You see, I really enjoy working on regulators, but hate working on toilets with a passion!

Therefor, your analogy must certainly be false ( ).

Besides, you did not specify whether the toilet tank was "balanced" or "unbalanced"!

Hmmmph. Amateurs.

Best wishes.

 

[axxel57]

They are a balanced design but do not have a uniform IP from full to empty tank. Try it, you'll be surprised as was I. There is a substantial 'upstream bias' in these regs, they are not fully balanced. When axxel first posted this, I checked the IP of my MK11 at various tank pressures, and sure enough, he was right.

Thanks, I will never be able to explain things as nice as you, at least not in English.:blinking:

 

[WhiteSands]

I don't understand why IP goes up when supply pressure goes down.





Can anyone explain the mechanics of why this is so? The supply pressure does not "resist" the closing valve in any way in a diaphragm, so why does the IP increase?

 

[halocline]

I don't understand why IP goes up when supply pressure goes down.

Can anyone explain the mechanics of why this is so? The supply pressure does not "resist" the closing valve in any way in a diaphragm, so why does the IP increase?

First, I really think that the Vance Harlow book has an explanation that is easier to understand than regulator savvy, even though the Wolfinger book has more detailed engineering information. But it's not easy to read.

Okay, so you need to remember that IP is the pressure required to close the 1st stage valve. The 1st stage valve is held open mostly by a big spring, this is true for both piston and diaphragm 1st stages. So, IP is more-or-less the amount of force needed to overcome the spring. But if there are other forces affecting the valve, they will influence the amount of force needed. In piston regs, the air pressure from the tank is working to push the valve open. (This is true for both balanced and unbalanced pistons, just in quite different amounts) So, that means when the tank is full, there's a higher amount of air pressure pushing the valve open, therefore more pressure is needed to close it. Thus the higher IP with a full tank with piston 1sts.

With diaphragms, it's exactly the opposite scenario, although it's a little trickier to visualize. The air pressure from the tank is pushing the valve closed. This means with a full tank there is more pressure from the tank trying to close the valve, already working against the big spring. This means the amount of air pressure in the IP chamber-also pushing against that spring- that is needed to close the valve is lower. As the tank empties, there's less air pressure pushing the valve closed, meaning you need higher IP to close the valve.

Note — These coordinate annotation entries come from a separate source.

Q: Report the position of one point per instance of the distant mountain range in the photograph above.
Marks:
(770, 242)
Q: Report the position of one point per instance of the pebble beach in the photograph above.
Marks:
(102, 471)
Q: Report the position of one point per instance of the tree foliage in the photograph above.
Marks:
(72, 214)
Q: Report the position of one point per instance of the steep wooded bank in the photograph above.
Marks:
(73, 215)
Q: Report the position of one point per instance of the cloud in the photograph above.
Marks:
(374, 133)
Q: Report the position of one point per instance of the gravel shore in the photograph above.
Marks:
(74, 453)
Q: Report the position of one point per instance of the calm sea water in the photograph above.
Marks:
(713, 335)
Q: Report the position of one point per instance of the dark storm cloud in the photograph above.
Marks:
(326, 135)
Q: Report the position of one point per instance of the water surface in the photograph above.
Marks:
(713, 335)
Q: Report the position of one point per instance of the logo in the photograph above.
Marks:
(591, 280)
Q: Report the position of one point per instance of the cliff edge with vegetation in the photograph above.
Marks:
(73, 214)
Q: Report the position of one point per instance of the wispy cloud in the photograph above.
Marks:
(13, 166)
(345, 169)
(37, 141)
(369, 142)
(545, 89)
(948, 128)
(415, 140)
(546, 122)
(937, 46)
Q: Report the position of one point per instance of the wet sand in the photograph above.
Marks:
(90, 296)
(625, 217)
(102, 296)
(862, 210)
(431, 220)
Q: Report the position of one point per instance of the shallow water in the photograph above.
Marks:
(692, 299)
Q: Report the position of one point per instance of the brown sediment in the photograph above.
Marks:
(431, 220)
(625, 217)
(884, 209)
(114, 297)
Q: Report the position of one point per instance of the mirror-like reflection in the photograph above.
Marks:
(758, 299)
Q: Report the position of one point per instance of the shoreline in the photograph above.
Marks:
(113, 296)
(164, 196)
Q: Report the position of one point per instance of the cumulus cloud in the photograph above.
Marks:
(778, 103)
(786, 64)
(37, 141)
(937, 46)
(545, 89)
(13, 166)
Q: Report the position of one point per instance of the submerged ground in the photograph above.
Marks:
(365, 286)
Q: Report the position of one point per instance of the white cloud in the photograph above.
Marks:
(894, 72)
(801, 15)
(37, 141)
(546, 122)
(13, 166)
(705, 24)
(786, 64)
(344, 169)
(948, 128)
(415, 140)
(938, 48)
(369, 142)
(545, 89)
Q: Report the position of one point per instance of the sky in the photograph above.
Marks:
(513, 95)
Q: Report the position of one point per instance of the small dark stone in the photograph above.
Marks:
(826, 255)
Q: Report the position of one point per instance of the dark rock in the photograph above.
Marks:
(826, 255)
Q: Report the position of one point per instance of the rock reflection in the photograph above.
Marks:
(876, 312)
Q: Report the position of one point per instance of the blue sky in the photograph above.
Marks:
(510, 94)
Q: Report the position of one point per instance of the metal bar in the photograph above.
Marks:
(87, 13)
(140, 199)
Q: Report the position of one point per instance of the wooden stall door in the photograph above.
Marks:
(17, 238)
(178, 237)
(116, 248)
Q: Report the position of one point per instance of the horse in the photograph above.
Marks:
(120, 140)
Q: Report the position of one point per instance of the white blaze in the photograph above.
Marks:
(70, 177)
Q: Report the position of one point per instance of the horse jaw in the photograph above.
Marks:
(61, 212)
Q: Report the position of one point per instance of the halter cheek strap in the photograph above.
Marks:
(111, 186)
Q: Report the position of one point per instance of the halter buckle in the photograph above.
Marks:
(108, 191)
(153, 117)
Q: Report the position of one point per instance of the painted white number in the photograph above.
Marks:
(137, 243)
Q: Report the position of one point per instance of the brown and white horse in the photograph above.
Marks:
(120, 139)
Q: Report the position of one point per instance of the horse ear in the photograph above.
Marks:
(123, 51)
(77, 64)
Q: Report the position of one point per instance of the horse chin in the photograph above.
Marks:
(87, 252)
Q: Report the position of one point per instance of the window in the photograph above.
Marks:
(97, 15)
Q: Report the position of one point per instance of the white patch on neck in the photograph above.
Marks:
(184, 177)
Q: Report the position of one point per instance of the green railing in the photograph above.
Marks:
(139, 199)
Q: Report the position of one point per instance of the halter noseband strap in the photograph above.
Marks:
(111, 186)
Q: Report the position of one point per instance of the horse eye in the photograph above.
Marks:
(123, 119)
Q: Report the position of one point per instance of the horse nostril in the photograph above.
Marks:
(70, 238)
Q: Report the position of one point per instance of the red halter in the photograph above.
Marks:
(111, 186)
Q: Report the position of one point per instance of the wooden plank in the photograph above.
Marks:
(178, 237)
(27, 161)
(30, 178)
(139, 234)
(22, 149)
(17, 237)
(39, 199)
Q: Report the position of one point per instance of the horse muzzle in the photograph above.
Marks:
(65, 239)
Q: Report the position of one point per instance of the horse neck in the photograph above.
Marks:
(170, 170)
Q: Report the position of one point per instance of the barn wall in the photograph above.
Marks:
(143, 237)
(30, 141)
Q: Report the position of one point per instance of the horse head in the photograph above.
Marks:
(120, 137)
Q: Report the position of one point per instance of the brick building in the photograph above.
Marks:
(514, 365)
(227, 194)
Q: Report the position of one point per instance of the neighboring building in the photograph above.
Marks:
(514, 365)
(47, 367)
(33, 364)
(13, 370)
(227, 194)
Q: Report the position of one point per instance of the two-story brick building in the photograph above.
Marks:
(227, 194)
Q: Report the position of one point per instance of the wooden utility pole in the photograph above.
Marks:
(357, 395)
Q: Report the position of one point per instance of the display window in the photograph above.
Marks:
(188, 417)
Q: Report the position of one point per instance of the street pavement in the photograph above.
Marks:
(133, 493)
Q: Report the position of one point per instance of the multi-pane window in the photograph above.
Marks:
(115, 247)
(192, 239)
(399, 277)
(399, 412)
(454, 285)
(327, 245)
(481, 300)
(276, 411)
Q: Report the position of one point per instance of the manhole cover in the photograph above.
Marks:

The balance chamber in diaphragm firsts provides an area of low pressure (IP) in the HP chamber that is theoretically equal to the area in which supply pressure (tank pressure) is pushing the valve closed. This negates the effects of tank pressure assisting with the valve closing, resulting in a more consistent IP throughout the supply range. Balanced piston first stages compensate for changes in supply pressure in a couple of different ways depending on the design. The simplest one, based on the MK5, just uses a design that minimizes any surface area present for the supply pressure air to push on the piston.

 

[redacted]

I don't understand why IP goes up when supply pressure goes down.





Can anyone explain the mechanics of why this is so? The supply pressure does not "resist" the closing valve in any way in a diaphragm, so why does the IP increase?

In the illustration you provided of the unbalanced diaphragm, there is a small hole in the yoke nut that the HP seat rides in. Think about what what pressures occur in that volume and what effect it has. Then look at what happens, pressure wise, in that same space with a balanced diaphragm design.